Secondly, it is disingenuous to ask for a model dedicated to modelling dynamic impacts of taxation decision making that would only be asked to consider the possibility that tax cuts do lead to growth. Such a narrow focus is clearly inappropriate. The consequences of changes in the tax code are much wider than any implication they have for growth. Dynamic modelling should also consider questions relating to:

1. the distribution of the tax burden within our society;
2. the impact on different types of business and the long term implications of that with regard to attracting sustainable inward investment to the UK rather than transient profit flows;
3. foreign relations if the intent of any change is to undermine the income stream of other nation states as Ireland has done,
4. whether taxation will, if inappropriately used as an incentive result in the misallocation of resources by some sectors in society resulting in an overall reduction in welfare in the UK and internationally.

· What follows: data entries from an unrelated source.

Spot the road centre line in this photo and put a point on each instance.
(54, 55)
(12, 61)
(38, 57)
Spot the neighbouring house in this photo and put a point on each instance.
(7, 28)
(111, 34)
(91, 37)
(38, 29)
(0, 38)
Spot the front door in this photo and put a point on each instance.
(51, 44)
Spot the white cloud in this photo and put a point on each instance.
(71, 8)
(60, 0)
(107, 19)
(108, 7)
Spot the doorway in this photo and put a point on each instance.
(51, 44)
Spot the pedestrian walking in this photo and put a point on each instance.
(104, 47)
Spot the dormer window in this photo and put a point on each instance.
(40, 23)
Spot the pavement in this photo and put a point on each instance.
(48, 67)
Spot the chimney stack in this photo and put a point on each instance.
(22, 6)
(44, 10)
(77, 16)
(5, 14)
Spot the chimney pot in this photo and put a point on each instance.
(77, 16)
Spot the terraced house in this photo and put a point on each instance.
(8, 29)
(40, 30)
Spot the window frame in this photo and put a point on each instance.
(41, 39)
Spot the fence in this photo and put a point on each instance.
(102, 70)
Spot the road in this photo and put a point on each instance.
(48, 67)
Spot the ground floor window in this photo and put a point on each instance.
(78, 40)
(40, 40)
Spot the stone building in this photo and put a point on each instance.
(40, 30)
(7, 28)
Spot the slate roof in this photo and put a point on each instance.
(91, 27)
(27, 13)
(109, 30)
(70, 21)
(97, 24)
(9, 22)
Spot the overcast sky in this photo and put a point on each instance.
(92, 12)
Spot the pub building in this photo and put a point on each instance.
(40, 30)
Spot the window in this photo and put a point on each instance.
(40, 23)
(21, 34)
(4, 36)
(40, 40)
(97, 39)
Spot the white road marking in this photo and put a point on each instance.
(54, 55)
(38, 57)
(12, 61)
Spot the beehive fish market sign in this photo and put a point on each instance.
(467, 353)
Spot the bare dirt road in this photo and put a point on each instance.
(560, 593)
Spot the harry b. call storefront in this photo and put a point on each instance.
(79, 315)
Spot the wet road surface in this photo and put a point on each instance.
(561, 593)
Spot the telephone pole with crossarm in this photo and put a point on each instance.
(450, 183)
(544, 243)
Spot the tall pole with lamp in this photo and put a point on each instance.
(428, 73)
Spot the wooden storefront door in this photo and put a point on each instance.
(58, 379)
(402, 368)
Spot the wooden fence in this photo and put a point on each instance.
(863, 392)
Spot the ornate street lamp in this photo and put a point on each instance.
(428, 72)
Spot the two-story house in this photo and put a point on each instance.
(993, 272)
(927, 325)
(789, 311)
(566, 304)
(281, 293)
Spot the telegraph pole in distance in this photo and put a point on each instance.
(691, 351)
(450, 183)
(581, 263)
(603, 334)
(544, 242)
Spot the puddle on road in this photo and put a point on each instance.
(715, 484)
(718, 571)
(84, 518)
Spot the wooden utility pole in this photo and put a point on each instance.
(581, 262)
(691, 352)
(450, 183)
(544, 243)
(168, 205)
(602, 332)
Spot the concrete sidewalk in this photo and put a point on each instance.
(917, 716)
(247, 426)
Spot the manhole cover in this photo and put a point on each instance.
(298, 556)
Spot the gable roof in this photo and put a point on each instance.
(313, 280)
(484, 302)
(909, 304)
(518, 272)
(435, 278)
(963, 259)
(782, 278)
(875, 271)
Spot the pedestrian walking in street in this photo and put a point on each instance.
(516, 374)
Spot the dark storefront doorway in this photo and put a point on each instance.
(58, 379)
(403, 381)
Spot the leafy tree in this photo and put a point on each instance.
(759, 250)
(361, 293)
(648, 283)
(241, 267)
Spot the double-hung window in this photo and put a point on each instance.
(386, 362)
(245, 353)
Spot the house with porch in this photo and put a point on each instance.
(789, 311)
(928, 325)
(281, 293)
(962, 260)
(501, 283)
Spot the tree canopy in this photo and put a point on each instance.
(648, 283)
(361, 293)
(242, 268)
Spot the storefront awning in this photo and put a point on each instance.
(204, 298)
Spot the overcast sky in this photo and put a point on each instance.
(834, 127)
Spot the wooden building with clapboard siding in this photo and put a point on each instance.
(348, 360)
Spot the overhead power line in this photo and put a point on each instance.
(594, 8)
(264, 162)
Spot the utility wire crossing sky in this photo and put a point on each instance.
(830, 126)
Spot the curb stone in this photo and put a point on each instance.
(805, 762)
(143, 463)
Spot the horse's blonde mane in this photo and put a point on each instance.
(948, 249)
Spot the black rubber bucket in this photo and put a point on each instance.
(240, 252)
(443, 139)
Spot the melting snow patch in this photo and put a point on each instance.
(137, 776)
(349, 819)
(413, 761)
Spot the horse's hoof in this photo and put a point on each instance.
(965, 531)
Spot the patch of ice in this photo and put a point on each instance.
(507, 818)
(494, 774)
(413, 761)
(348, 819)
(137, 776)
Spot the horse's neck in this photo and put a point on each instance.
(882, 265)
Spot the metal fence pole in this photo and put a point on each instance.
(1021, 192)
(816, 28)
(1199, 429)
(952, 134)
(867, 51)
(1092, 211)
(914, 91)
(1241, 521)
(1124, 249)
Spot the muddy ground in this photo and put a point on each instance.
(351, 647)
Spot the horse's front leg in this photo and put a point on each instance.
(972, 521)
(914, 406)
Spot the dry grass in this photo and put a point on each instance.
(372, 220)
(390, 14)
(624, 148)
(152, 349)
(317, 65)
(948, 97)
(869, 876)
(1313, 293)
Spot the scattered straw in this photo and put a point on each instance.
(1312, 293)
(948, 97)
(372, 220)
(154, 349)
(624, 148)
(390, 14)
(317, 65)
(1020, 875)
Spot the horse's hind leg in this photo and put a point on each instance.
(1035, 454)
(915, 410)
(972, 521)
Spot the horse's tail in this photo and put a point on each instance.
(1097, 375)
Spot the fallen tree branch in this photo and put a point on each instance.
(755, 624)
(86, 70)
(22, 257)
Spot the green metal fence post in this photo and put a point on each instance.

I would welcome dynamic modelling that addresses these issues, but that of the type requested by the Taxpayer’s Alliance appears to be a policy prescription blinkered by a failure to consider the wider implications of taxation policy, and that can be of no benefit to the Treasury, the UK or the world at large. As such, it is not a serious policy suggestion but is instead, rather like the same organisations proposals for a flat tax, a simple bit of wishful thinking.

June 23, 2006

Jersey VAT abuse

Filed under: Jersey, Tax avoidance, Uncategorized — Richard Murphy @ 10:36 am

The Forum of Private Business in the UK, inspired by a remarkable record shop owner turned campaigner Richard Allen, has been campaigning against the VAT abuse where CDs and DVDs are shipped from the UK in bulk to Jersey in the Channel Islands to be returned in separate packets the next day to UK customers, VAT free, in response to sales generated on UK websites.

They’ve now got a mass campaign of smaller record retailers together to stop this tax abuse by the larger chain stores, as this link shows.

Good luck to them I say.

It’s time the UK government stopped this. Their estimate is that this is costing the UK £200 million a year.

And it’s time the Jersey government stopped the business in its tracks, which it has said it will do, but from which it does in the meantime profit enormously since the trade generates about £6 million of profit annually for Jersey Post, which is State owned, according to internal documents I happen to have seen.